This disclosure relates to the field of passive seismic evaluation of subsurface formations. More specifically, the disclosure relates to methods for determining subsurface stress fields from seismic events occurring in the subsurface and application of such methods to determining changes in the stress fields induced by activities such as hydraulic fracturing.
Passive seismic evaluation of subsurface formations is used for, among other purposes, determining the origin time and spatial position of microearthquakes (microseismic events) occurring in the subsurface. Example embodiments of such methods are described in U.S. Pat. No. 7,663,970 issued to Duncan et al. and U.S. Pat. No. 8,960,280 issued to McKenna et al.
In general passive seismic methods as descried in the above cited patents include deploying a plurality of seismic sensors above a volume of the Earth's subsurface to be evaluated, and recording detected seismic signals for a selected length of time. The recorded signals may be processed to determine origin time and spatial position (hypocenter) of each seismic event (typically a fracture) that occurs in the subsurface. Determining hypocenters, e.g., during pumping of an hydraulic fracture treatment may enable determining the movement of the fracturing fluid with respect to time. Fracture plane orientation of fractures induced by the hydraulic fracturing may also be determined.
The in-situ stress parameters, i.e. the magnitude and direction of three principal stresses, are key inputs in the design of hydraulic fracturing treatments in unconventional reservoirs. The present disclosure is related to methods for evaluating the stress magnitudes and directions using passive seismic signals.
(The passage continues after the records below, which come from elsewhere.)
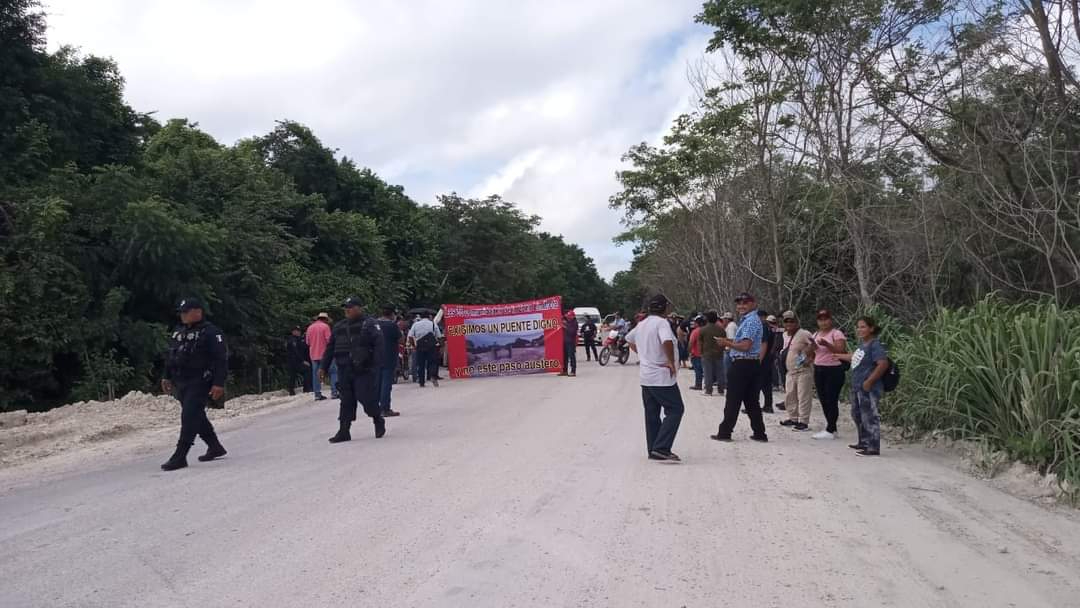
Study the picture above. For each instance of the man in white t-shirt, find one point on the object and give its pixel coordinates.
(653, 341)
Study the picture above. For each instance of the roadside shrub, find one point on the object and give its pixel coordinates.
(1008, 374)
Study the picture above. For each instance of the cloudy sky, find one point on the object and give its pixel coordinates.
(535, 100)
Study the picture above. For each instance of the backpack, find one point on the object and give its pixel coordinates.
(891, 378)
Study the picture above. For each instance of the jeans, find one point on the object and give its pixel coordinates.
(660, 434)
(314, 379)
(386, 378)
(591, 350)
(713, 369)
(361, 388)
(427, 365)
(743, 391)
(828, 380)
(864, 413)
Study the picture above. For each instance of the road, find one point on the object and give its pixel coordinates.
(530, 491)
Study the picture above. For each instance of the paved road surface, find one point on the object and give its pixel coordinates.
(530, 491)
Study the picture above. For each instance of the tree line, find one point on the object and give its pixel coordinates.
(108, 216)
(849, 153)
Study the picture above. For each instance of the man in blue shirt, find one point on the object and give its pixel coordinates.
(388, 357)
(744, 373)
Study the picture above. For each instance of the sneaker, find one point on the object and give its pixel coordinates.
(213, 453)
(657, 455)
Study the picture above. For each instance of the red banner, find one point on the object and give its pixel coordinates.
(504, 339)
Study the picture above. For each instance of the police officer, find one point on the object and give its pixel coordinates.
(194, 373)
(355, 342)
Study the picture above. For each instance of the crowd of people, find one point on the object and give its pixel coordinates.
(744, 357)
(740, 357)
(359, 356)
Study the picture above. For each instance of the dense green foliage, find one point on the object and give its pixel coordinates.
(1004, 374)
(107, 217)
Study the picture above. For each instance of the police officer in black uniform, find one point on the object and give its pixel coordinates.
(194, 374)
(354, 345)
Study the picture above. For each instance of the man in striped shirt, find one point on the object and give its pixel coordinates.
(744, 373)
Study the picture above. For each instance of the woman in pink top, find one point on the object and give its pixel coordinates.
(828, 373)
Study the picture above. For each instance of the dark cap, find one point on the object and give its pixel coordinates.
(189, 304)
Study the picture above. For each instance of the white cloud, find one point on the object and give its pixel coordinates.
(535, 100)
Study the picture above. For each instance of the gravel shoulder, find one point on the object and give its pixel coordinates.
(521, 491)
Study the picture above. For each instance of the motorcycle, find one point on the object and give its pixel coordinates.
(615, 345)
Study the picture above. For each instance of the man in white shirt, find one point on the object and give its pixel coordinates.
(655, 343)
(423, 336)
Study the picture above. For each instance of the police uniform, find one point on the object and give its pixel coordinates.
(197, 361)
(354, 346)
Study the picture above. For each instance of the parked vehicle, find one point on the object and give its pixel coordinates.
(583, 314)
(616, 346)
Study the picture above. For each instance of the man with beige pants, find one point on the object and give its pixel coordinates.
(798, 359)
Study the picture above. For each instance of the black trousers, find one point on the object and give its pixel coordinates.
(591, 352)
(768, 368)
(358, 387)
(660, 434)
(193, 396)
(828, 380)
(294, 375)
(743, 390)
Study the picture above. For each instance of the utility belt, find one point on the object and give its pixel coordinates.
(181, 377)
(746, 361)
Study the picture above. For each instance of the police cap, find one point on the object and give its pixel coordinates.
(189, 304)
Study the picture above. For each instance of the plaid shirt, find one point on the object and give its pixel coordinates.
(750, 329)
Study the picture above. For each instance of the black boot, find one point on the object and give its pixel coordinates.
(342, 434)
(178, 460)
(214, 448)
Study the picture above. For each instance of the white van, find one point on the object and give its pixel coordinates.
(583, 314)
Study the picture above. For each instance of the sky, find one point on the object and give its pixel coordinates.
(532, 100)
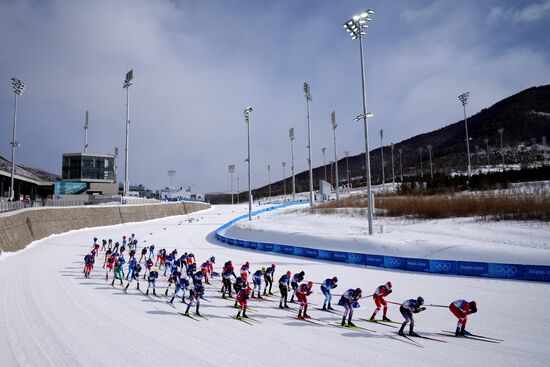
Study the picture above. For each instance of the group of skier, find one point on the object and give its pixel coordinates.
(188, 278)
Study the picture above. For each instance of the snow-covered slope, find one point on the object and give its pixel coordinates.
(50, 315)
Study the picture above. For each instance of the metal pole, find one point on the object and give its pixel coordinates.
(401, 163)
(392, 167)
(420, 153)
(367, 153)
(382, 158)
(500, 131)
(248, 160)
(308, 98)
(13, 146)
(324, 162)
(238, 192)
(269, 180)
(292, 168)
(284, 183)
(126, 182)
(431, 166)
(336, 166)
(347, 166)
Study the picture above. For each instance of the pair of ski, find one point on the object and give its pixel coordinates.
(471, 336)
(249, 320)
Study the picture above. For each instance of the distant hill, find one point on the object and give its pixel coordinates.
(525, 118)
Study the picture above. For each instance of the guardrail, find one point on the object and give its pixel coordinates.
(539, 273)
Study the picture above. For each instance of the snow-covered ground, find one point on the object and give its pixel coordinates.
(467, 239)
(50, 315)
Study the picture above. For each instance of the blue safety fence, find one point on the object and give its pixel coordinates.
(539, 273)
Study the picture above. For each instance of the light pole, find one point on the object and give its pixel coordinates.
(307, 94)
(464, 99)
(543, 139)
(486, 141)
(382, 158)
(238, 192)
(323, 149)
(400, 150)
(127, 84)
(334, 126)
(86, 133)
(18, 88)
(291, 136)
(269, 181)
(392, 167)
(420, 153)
(347, 165)
(284, 182)
(231, 169)
(429, 146)
(355, 28)
(501, 131)
(247, 111)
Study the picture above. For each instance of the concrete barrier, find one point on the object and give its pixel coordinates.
(18, 229)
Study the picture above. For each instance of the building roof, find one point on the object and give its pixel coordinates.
(30, 174)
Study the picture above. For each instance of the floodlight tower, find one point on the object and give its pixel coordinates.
(334, 126)
(464, 99)
(126, 85)
(18, 88)
(291, 137)
(356, 27)
(247, 111)
(307, 94)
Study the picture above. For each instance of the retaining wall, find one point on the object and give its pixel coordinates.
(448, 267)
(20, 228)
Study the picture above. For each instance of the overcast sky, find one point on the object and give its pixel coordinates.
(198, 63)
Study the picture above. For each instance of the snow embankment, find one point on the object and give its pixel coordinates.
(466, 239)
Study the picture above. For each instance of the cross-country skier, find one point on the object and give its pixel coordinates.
(407, 309)
(240, 283)
(268, 277)
(284, 281)
(151, 280)
(89, 261)
(172, 279)
(296, 279)
(349, 300)
(302, 292)
(135, 276)
(119, 273)
(131, 265)
(382, 291)
(326, 287)
(245, 268)
(461, 309)
(182, 285)
(195, 295)
(257, 281)
(242, 298)
(148, 267)
(227, 272)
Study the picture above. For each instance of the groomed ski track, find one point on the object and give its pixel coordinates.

It is well understood and widely accepted that when injecting hydraulic fracturing fluid into a horizontal well, an induced hydraulic fracture propagates in the direction of the maximum horizontal stress (SHmax), which is the least resistant path to fracture growth. The alignment in time and space of microseismic events can be used to identify the general trend of fracture propagation and thereby obtain a rough estimate of the SHmax direction. However, the accuracy of this method may depend on whether the formation fractures (i.e. natural fractures) are aligned with the SHmax, which may not always be the case. Neither does such method provide any qualitative information on the magnitude of SHmax.
The minimum fracture treatment pressure is a function of stress magnitudes, and more specifically minimum horizontal stress (Shmin). Higher stresses require more fracturing apparatus pump horsepower. Numerical studies along with microseismic observations indicate that the difference between the magnitudes of horizontal stresses, i.e. stress anisotropy, has a considerable impact on the final fracture stimulation pattern, and should be considered when designing the treatment parameters such as stage length and fracturing fluid composition. While density logs and well tests, such as diagnostic fracture injection tests and mini-frac tests are routinely used to estimate the magnitudes of vertical stress and minimum horizontal stress, respectively, there is no direct means available to measure the magnitude of maximum horizontal stress at the fracture treatment depth. It is thus desirable to develop methods to accurately estimate the direction and magnitude of the field maximum horizontal stress using data collected during drilling and completion of the treatment well.
The creation of hydraulic fractures or reactivation of natural fractures changes the stresses within the treatment area. When the fluid pressure inside the hydraulic fracture exceeds the field stress component acting normal to the fracture plane, the fracture will fail and has the potential to dilate and gain width. The amount of fluid pressure required to drive shear failure and dilation depends on the orientation of the fracture plane and the coefficient of friction along the fracture plane in a given stress field.
An estimation of the induced fracture geometry and the variations in the formation stress field can be obtained by mapping the states of stress of the fractures. There is, however, no direct or indirect method to monitor and measure the stimulation-induced stress changes during or after the treatment. It is thus beneficial to develop new methods to estimate and map the stress changes along the well after completion of the well to determine the amount of fluid injection pressures needed to stimulate the rock volume.